Even at this early stage, however, and even allowing for the dangers of another Ashes blowout, it's safe to suggest that England will embark on their 2011 campaign in the best frame of mind since 1992. Their line-up looks set to include a classy pinch-hitter in Craig Kieswetter, a refocused Kevin Pietersen, a maverick in Eoin Morgan, and the best spinner in the world in Graeme Swann, which is a spine that would send tingles through any of their most recent efforts.
But more than the personnel, it is the intent that matters most, and in this respect the influence of Andy Flower is crucial. His drive to succeed once secured him the title of the No. 1 batsman in the world, and now his tenure as England coach is a chance to carry a side further than even he could ever do with his native Zimbabwe - who, incidentally, still managed to beat England in six of the first eight ODIs that he contested, as well as outlast them at the 1999 World Cup.
As England have shown at irregular intervals in the past decade, ineptitude over 50 overs does not have to come as standard. In 2004 they were the best side in the Champions Trophy, and would have won the final against West Indies but for an incredible ninth-wicket partnership between Courtney Browne and Iain Bradshaw.
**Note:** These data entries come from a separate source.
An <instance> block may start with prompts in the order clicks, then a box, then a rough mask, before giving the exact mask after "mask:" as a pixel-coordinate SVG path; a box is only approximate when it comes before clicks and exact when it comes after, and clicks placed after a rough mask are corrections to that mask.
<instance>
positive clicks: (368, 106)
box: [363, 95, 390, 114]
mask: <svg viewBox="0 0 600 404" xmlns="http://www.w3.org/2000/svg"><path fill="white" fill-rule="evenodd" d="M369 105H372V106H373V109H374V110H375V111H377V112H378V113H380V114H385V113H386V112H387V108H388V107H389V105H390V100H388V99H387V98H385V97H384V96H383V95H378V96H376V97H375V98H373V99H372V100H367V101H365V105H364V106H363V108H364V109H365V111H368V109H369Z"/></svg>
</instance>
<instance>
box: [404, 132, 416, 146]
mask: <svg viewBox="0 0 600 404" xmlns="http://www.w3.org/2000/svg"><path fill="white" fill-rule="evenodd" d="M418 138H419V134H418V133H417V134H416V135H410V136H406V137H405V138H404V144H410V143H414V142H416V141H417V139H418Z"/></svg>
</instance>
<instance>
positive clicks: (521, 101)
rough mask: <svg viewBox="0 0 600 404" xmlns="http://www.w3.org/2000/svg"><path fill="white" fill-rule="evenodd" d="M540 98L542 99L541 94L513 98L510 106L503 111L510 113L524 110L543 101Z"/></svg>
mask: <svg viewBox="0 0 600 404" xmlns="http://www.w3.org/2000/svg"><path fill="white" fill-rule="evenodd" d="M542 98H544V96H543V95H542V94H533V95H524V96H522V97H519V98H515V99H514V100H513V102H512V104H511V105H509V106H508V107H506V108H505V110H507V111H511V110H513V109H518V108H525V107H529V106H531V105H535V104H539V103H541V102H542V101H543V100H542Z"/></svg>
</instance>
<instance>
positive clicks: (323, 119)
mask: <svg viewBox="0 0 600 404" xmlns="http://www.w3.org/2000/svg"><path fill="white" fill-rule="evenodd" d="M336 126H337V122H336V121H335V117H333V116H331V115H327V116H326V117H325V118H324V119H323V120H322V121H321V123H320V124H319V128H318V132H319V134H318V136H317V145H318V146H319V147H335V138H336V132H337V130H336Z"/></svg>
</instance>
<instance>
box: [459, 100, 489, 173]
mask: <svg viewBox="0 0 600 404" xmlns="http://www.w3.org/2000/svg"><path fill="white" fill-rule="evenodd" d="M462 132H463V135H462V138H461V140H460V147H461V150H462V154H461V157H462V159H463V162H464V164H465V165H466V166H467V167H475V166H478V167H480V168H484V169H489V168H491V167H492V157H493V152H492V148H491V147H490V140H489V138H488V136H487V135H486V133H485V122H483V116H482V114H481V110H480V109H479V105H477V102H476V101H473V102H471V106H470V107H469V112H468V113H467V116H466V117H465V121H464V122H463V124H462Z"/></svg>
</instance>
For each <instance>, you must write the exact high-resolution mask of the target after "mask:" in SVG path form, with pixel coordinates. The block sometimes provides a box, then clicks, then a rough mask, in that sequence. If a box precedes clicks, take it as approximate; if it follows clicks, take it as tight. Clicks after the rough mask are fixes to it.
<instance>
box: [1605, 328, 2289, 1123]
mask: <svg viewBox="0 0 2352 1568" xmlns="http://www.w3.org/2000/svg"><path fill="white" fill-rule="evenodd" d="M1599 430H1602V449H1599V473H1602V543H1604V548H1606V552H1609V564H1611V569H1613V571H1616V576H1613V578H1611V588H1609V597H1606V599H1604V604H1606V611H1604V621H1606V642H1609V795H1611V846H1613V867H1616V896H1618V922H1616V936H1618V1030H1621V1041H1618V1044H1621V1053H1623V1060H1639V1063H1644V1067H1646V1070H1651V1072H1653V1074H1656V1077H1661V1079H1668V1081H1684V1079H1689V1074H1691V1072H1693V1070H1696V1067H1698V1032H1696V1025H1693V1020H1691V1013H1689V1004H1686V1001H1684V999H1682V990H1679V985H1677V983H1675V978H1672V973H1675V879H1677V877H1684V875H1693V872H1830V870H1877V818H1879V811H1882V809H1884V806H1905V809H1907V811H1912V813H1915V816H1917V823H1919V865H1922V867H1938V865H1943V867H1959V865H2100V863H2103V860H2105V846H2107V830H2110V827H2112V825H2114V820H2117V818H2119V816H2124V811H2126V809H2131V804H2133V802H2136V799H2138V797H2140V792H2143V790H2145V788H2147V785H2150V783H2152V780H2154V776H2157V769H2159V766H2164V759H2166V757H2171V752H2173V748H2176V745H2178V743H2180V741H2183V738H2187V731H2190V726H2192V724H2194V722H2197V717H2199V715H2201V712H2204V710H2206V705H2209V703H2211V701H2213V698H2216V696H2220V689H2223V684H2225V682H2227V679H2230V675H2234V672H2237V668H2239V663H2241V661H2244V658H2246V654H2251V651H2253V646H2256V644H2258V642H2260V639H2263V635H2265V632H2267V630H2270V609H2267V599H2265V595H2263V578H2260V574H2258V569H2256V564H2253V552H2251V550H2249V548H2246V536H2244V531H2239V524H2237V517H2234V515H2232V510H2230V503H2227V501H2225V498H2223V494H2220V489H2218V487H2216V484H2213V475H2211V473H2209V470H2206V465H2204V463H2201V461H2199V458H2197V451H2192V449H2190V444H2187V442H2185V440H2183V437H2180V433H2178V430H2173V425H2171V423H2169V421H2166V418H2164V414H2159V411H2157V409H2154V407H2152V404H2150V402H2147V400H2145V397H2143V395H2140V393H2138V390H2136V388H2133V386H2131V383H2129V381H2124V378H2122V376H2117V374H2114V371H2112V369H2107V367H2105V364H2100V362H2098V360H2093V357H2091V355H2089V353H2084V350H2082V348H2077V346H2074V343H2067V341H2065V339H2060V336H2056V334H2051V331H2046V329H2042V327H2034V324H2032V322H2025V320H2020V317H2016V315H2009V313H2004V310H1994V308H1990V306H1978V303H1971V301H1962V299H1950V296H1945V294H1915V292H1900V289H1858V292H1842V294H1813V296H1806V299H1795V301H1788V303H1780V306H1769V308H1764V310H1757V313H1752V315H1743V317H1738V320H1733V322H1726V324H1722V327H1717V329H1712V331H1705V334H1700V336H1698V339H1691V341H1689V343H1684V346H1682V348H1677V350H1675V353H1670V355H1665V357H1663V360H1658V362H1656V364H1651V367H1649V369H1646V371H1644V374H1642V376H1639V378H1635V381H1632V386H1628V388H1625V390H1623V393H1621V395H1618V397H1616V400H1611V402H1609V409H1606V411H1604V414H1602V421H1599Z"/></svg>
That campaign, however, was powered by the Ashes-focused head of steam that Michael Vaughan and his men had spent the summer gathering. The following summer, when their principal objective had been achieved, their ODI form reverted to type.
This time, however, thanks to the World Twenty20, success at one-day cricket has emerged as an end in itself, and as in 1992, many of the players who have become integral to the short game - Kieswetter, Luke Wright, maybe even Morgan - are unlikely to contest the Ashes, and therefore their focus is less likely to be dimmed in the intervening months.
But when Ricky Ponting - a four-time World Cup finalist and five-time Ashes winner - strides out for the toss at the Rose Bowl on June 22, you can bet that every man in the dressing room, whatever his principal goal for the winter may be, will be armed with an A-game mentality. If England get stuffed 5-0 this time around, no one will dare to pretend it doesn't matter.

Andrew Miller is UK editor of Cricinfo.